Middle Eastern states vary in terms of their demography, material resources, and capacity, all of which impact their abilities to manage and mitigate the impact of a rapidly spreading, highly infectious virus. As part of Georgetown University Qatar, the Center for International and Regional Studies (CIRS) has built its scholarship on the region and is ideally placed to undertake The COVID Project. Our aim is to provide a focused understanding of how a subset of Middle Eastern countries, Iraq and the six Gulf Cooperation Council monarchies, are being affected by and responding to the ongoing global crisis. Realizing that the pandemic continues to unfold and that as a result, state responses and policies are in a state of flux, our primary goal is to provide updated information on how things are unfolding in these seven states. CIRS has so far collected aggregated data on each of these countries’ health systems so as to build a profile of their health capacity. In addition, we have collated the various policy measures states’ are undertaking to limit the spread of COVID-19 and are providing a means of viewing these from a comparative perspective. Through this special project web page, we aim to provide updated information regularly.

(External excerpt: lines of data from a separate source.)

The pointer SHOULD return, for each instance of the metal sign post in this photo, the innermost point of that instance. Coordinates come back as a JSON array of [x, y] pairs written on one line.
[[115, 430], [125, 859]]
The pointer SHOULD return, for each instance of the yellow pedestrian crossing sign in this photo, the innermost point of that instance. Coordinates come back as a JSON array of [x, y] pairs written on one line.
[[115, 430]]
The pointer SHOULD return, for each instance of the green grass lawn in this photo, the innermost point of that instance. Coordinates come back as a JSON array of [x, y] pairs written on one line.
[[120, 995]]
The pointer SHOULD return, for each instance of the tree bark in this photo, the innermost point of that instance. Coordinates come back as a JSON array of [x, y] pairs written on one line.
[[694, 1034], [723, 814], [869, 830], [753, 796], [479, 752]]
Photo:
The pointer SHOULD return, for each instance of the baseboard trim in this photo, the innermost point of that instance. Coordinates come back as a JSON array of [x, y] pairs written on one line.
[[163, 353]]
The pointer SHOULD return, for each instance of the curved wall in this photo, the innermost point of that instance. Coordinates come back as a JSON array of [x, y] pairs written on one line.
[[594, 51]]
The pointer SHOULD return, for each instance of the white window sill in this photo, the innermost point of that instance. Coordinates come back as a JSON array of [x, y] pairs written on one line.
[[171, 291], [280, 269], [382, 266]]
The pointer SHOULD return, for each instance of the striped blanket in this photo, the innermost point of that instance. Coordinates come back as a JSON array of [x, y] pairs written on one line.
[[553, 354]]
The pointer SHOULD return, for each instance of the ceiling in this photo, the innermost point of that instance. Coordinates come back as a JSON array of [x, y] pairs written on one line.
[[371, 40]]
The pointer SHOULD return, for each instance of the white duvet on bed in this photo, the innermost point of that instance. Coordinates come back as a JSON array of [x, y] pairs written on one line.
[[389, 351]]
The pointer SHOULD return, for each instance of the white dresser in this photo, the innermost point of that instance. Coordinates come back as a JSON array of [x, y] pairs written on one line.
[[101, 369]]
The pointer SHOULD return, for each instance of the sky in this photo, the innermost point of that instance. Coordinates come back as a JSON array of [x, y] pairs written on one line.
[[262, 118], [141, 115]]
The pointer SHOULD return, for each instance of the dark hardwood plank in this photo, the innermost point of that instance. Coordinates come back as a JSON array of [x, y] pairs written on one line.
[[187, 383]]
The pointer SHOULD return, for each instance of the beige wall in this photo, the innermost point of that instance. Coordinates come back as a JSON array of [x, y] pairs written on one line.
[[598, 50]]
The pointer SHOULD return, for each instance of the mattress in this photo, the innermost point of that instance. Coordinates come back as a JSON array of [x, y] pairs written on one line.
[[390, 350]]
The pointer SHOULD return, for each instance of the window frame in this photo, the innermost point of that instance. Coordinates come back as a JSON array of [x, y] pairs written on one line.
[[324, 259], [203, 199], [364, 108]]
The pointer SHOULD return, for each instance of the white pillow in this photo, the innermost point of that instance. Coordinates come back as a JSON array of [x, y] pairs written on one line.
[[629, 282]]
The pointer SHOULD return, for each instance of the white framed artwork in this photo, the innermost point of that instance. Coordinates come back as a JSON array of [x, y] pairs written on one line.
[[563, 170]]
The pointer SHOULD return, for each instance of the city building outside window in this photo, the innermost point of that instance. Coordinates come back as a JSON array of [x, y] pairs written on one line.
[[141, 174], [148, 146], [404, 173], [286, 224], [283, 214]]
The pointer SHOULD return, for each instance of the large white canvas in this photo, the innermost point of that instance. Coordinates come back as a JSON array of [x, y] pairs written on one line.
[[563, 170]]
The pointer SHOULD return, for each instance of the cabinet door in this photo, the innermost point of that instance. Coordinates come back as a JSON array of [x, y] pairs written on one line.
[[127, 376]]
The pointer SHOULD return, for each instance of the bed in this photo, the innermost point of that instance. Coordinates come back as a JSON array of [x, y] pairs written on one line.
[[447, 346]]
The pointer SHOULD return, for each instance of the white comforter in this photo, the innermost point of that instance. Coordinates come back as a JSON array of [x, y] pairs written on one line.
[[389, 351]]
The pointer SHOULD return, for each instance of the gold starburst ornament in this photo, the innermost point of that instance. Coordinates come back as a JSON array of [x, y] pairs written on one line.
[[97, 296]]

In addition, through a series of short analytical articles, panel discussions, and podcasts by our network of international and regional scholars and experts, we are also providing insight into broader social, cultural, and economic dimensions of the region’s COVID response. We hope to present a timely and thought-provoking discussion on a variety of topics, such as: preventative health measures and chronic health conditions in light of COVID-19; the challenges for Gulf migrants in the midst of COVID; religious ceremonies and practices according to Islamic ethics; the impact on family life, marriage, birth, and death; and national development plans, social contracts, subsidy reforms, and the Gulf.